Perhaps we want to embed the trajectory in the taskdoc, so that it can be saved to the database, but only for our final run so we don’t waste space. AND we also want to add some tags, so we can identify the simulation in our database more easily. Finally, we want to run for much longer, more appropriate for a real production workflow.

production_maker = OpenMMFlowMaker(
    name="production_flow",
    tags=["tutorial_production_flow"],
    makers=[
        EnergyMinimizationMaker(traj_interval=0),
        NPTMaker(n_steps=1000000),
        OpenMMFlowMaker.anneal_flow(n_steps=1500000),
        NVTMaker(n_steps=5000000, traj_interval=10000, embed_traj=True),
    ],
)

production_flow = production_maker.make(
    elyte_interchange_job.output.interchange,
    prev_dir=elyte_interchange_job.output.dir_name,
    output_dir="./tutorial_system",
)

run_locally(Flow([elyte_interchange_job, production_flow]))

Running with Databases¶

Learn to upload your MD data to databases

Before trying this, you should have a basic understanding of JobFlow and Stores.

To log OpenMM results to a database, you’ll need to set up both a MongoStore, for taskdocs, and blob storage, for trajectories.
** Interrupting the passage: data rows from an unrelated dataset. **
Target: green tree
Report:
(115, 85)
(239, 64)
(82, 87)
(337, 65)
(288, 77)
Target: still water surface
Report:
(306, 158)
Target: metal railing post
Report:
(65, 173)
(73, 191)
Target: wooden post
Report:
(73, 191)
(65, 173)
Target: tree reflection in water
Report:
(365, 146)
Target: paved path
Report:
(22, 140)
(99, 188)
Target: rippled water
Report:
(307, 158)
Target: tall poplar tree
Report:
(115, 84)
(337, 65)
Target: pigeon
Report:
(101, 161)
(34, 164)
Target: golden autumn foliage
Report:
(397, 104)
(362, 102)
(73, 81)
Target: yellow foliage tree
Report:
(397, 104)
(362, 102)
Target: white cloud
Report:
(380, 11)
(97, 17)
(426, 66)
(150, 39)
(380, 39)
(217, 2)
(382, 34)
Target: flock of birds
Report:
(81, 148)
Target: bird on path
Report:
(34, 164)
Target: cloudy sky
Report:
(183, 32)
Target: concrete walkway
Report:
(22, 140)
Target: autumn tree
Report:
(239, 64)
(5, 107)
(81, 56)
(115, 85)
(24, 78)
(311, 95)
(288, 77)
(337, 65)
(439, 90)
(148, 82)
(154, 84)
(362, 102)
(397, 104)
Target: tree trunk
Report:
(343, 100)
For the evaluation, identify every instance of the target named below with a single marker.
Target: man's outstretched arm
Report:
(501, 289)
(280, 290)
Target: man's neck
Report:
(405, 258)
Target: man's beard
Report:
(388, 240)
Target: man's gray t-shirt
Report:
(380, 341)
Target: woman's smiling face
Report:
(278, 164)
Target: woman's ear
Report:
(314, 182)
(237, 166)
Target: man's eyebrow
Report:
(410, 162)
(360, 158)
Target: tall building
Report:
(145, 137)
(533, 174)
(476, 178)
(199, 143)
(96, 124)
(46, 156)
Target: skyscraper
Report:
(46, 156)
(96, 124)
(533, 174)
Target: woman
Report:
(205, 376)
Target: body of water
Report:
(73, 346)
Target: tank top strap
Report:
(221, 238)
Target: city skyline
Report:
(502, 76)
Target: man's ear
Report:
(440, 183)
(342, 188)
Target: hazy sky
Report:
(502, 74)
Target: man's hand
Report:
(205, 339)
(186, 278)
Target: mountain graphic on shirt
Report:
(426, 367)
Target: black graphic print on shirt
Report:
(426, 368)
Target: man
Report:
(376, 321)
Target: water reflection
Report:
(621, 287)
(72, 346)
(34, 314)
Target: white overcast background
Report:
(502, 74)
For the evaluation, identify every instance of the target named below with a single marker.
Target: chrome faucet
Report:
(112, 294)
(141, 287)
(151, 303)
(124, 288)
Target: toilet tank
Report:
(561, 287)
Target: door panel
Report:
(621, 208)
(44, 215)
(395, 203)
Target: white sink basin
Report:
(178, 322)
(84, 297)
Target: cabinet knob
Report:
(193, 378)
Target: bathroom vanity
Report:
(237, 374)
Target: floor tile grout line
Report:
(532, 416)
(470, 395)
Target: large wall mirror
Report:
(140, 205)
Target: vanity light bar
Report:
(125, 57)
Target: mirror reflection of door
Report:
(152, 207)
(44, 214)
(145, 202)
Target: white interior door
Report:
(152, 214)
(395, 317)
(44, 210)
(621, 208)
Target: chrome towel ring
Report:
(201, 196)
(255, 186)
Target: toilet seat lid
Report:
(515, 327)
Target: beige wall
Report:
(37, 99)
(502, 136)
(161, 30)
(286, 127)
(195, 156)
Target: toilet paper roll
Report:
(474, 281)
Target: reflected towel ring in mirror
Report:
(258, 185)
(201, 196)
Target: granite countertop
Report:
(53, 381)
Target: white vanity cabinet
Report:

Here, I’ll show you the correct jobflow.yaml file to use the MongoDB storage and MinIO S3 storage provided by NERSC. To get this up, you’ll need to contact NERSC to get accounts on their MongoDB and MinIO services. Then you can follow the instructions in the Stores tutorial to link jobflow to your databases. Your jobflow.yaml should look like this:

JOB_STORE:
  docs_store:
    type: MongoStore
    database: DATABASE
    collection_name: atomate2_docs # suggested
    host: mongodb05.nersc.gov
    port: 27017
    username: USERNAME
    password: PASSWORD

  additional_stores:
      data:
          type: S3Store
          index:
              type: MongoStore
              database: DATABASE
              collection_name: atomate2_blobs_index # suggested
              host: mongodb05.nersc.gov
              port: 27017
              username: USERNAME
              password: PASSWORD
              key: blob_uuid
          bucket: oac
          s3_profile: oac
          s3_resource_kwargs:
              verify: false
          endpoint_url: https://next-gen-minio.materialsproject.org/
          key: blob_uuid

NOTE: This can work with any MongoDB and S3 storage, not just NERSC’s.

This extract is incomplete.